Institutsprofil

Die Forschung am Institut für Kernphysik der Johannes Gutenberg-Universität Mainz zielt auf ein Verständnis der Phänomene und Wechselwirkungen von Hadronen, also von Mesonen und Baryonen. Nach heutigem Kenntnisstand handelt es sich bei diesen Objekten um Vielteilchenzustände von Quarks und Gluonen, die gemäß der starken Wechselwirkung gebunden sind. Im naiven Quarkmodell bestehen Mesonen aus einem Quark-Antiquark-Paar, wohingegen Baryonen aus drei Quarks zusammengesetzt sind. Wir wissen jedoch, dass die Masse der Hadronen um ein Vielfaches größer ist als die Masse der Konstituenten-Quarks, was qualitativ durch die Dynamik der starken Wechselwirkung beschrieben wird. Ein quantitativer Zugang ist jedoch bisher nicht möglich. Die quantenfeldtheoretische Beschreibung der starken Wechselwirkung, die Quantenchromodynamik (QCD), zeichnet sich durch eine kleine Kopplungskonstante bei kleinen Quark-Abständen bzw. großen Impulsüberträgen aus (sog. asymptotische Freiheit) und wurde in diesem Regime in Hochenergiephysik-Experimenten erfolgreich getestet. Die Situation ist in krassem Gegensatz zu dem Verständnis der starken Wechselwirkung bei großen Abständen bzw. kleinen Impulsüberträgen. Hier ist die Kopplungskonstante der QCD groß aufgrund der Selbstwechselwirkung der farbgeladenen Gluonen und eine störungstheoretische Beschreibung der QCD ist nicht möglich. In diesem Regime des Confinement, das zur Bindung der Hadronen führt, aber theoretisch bisher unverstanden ist, werden effektive Feldtheorien bzw. in letzter Zeit auch mit zunehmendem Erfolg ab-initio-Rechnungen gemäß der Gittereichtheorie herangezogen.

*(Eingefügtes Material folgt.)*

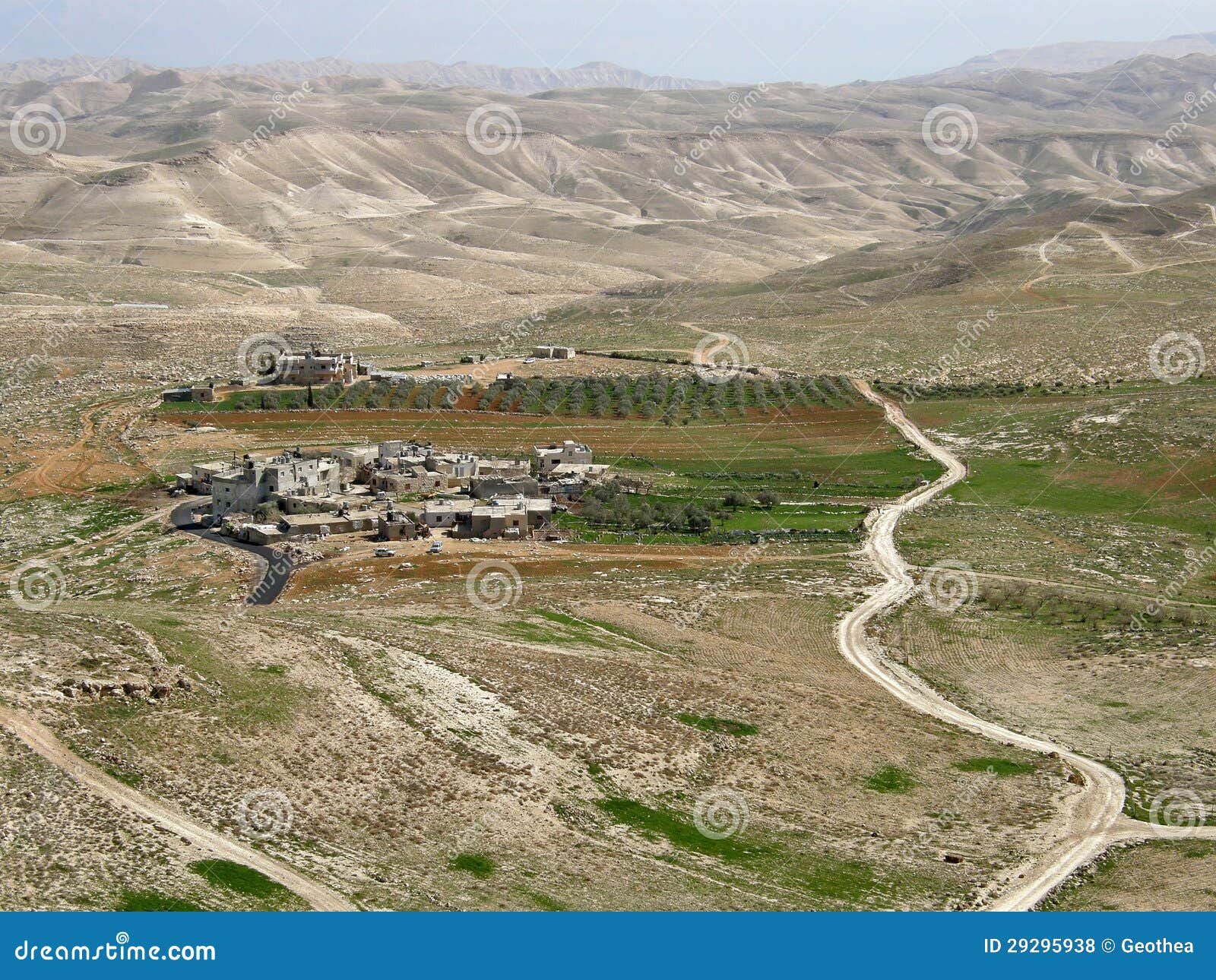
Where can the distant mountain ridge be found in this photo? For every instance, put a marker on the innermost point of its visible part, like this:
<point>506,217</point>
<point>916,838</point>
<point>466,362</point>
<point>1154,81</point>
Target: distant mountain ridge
<point>1072,58</point>
<point>596,74</point>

Am Institut für Kernphysik werden Präzisionsmessungen und Präzisionsrechnungen durchgeführt, um die Theorie der starken Wechselwirkung bei kleinen Impulsüberträgen zu testen. Dabei wird eine größere Anzahl von wohl definierten Observablen, die der Messung zugänglich sind, detailliert untersucht. Dies sind u.a. Formfaktoren, Polarisierbarkeiten, Polarisationsobservablen sowie Observablen der Flavour-Struktur von Hadronen und deren Symmetrien, als auch deren Massenspektrum.

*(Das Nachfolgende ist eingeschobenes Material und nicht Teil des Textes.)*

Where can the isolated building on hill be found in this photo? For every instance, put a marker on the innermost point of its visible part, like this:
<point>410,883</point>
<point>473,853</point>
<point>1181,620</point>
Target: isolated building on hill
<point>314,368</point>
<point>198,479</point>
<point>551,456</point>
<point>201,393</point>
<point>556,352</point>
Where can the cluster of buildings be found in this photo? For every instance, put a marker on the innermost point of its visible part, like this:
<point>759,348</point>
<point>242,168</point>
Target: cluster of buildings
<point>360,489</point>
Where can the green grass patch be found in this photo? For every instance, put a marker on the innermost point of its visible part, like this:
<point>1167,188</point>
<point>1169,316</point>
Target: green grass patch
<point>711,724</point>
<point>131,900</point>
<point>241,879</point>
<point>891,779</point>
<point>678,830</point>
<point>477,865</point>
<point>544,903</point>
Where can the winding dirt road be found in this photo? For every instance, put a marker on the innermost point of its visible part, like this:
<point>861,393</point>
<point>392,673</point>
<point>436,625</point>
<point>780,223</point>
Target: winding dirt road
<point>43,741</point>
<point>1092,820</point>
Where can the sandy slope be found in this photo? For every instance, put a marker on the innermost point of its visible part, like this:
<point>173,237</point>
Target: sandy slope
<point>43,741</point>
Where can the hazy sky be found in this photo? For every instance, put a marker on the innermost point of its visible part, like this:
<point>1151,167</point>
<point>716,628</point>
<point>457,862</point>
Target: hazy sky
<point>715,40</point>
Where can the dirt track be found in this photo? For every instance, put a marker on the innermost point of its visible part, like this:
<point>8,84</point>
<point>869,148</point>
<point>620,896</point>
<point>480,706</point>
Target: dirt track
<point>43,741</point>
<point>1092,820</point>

Untersuchungen dieser Art dienen nicht nur dem Verständnis der QCD bei niedrigen Energien, sondern sind auch von Bedeutung für das Standardmodell der Teilchenphysik generell, da die ungenügende Kenntnis der starken Wechselwirkung z.B. wichtige Präzisionstests des elektroschwachen Standardmodells limitiert und somit die Suche nach Erweiterungen des Standardmodells limitieren. Beispiele für wichtige Präzisionsvariablen aus diesem Bereich sind das anomale magnetische Moment des Myons sowie die laufende elektromagnetische Feinstrukturkonstante, deren theoretische Kenntnis durch die hadronische Vakuumpolarisation beschränkt ist, und der limitierende Faktor für Hochpräzisionstest des Standardmodells ist. Auch die Extraktion von CKM-Parametern an den B-Fabriken ist signifikant durch hadronische Unsicherheiten limitiert.